Monday, July 30, 2012

More PyPy discussions

I'm very glad that my co-founder of Continuum Analytics,  Peter Wang, has published his recent follow-up blog-post that hopefully clarifies his perspective on the on-going dialogue about CPython and PyPy.

Peter is a fundamentally good-natured person, and he is a lot of fun to be around --- even when he is disagreeing with you.   I'm very fortunate to be working with him on a daily basis.   He can be opinionated, but his ability to connect deeply to a wide-variety of subjects means that you come away from a dialogue with him having learned something (even if you still remain unconvinced by his views).  

Peter is also one of the smartest people I've ever met.   One of my great memories in life is sitting at dinner with Peter and Eric Weinstein while those two great minds treated me, Wes McKinney, and Adam Klein to the most impressive display of metaphor ping-pong I've ever seen covering a wide-variety of topics from social justice to string theory.  I could keep up with the dialogue, but not enough to really participate meaningfully --- and the other two Ivy-league-educated dinner partners were in the same boat.

I fundamentally agree with Peter's perspective that CPython-the-runtime is and will remain the centerpiece of the Python conversation.    In fact, I would say that even more focus needs to be on CPython-the-runtime.   It is great to see improvements in Python 3.3 like the completion of the memory-view implementation and the fixing of the internal string (Unicode) representation, but there are many other improvements that could be made.
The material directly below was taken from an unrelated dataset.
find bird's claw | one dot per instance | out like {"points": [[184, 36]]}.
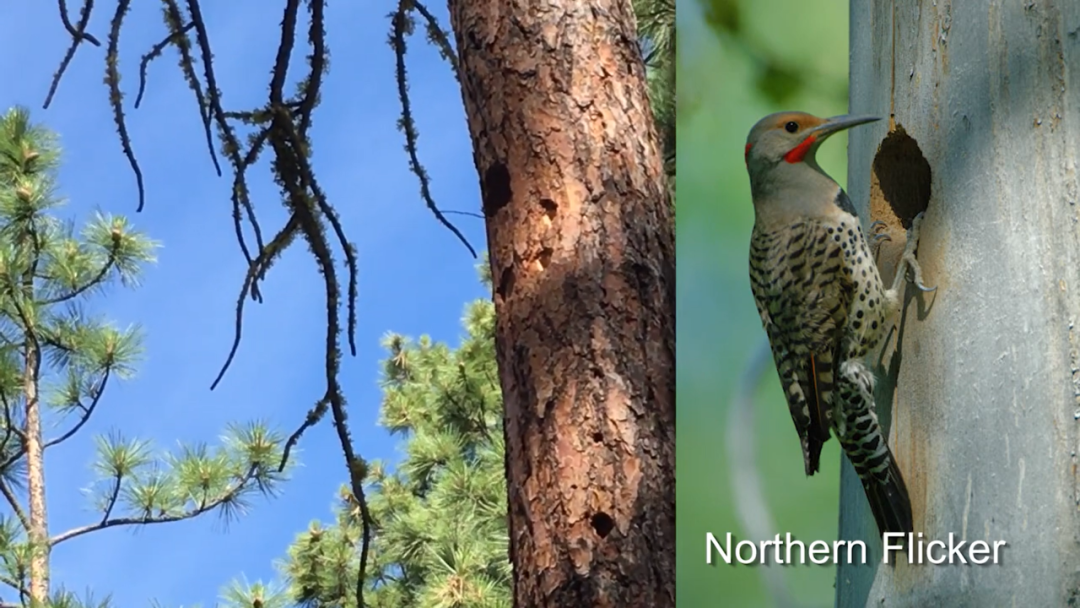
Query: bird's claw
{"points": [[913, 265]]}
It is a wonderful and inspiring thing to see great developers think out of the box with novel projects like Jython, IronPython, and PyPy.   Nonetheless from my perspective we still have a long way to go to really connect the average developer with ideas of array-oriented computing that could really help the continuing onslaught of parallel-devices-in-search-of-software.   As a result, it feels like those wanting Java, .NET, and machine-code integration would be better served by more attention on JPype, Python.NET, LLVMPy, and even CorePy.   Such efforts would also be better for the entire user-base of Python --- especially a majority of industry uses of Python.

But regardless of my perspective, I'm encouraged by the PyPy developer enthusiasm, and I do want to encourage dialogue regardless of my views.   As a result, I am very happy to report that both NumFOCUS and Continuum Analytics recently joined forces to sponsor Maciej Fijalkowski on a small project to create an embedded version of PyPy --- a "PyPy-in-a-Box."  This is an integration of PyPy to the CPython run-time (so that you can speed-up a particular CPython function by calling out to a library-version of PyPy).   This is proof-of-concept code so it is not appropriate for production --- but it is a good example of what is possible when we all work together to promote the Python ecosystem.

The online project is here:  and you can get a binary version that works on 64-bit Linux here:

This approach needs more development to be a viable tool in the CPython ecosystem, but one of my suggestions to the PyPy community is that they focus on "shedding-tools" like this one for the CPython world --- so that everyone can benefit from their innovations.   With an integration effort like embeded PyPy, one can also make better comparisons with tools like Numba --- another dynamic-compilation run-time that uses LLVM and LLVM-py.     Numba has made a lot of progress in the last few months.   In fact, I recently gave a talk on the project at the well-attended SciPy2012 conference in Austin.   You can view my slides that outline and motivate the project online.   An actual release of the project is imminent, but you can already use Numba to very easily write signficant Python code using NumPy arrays that executes at "C-speeds."  But, that is worth another blog-post of its own....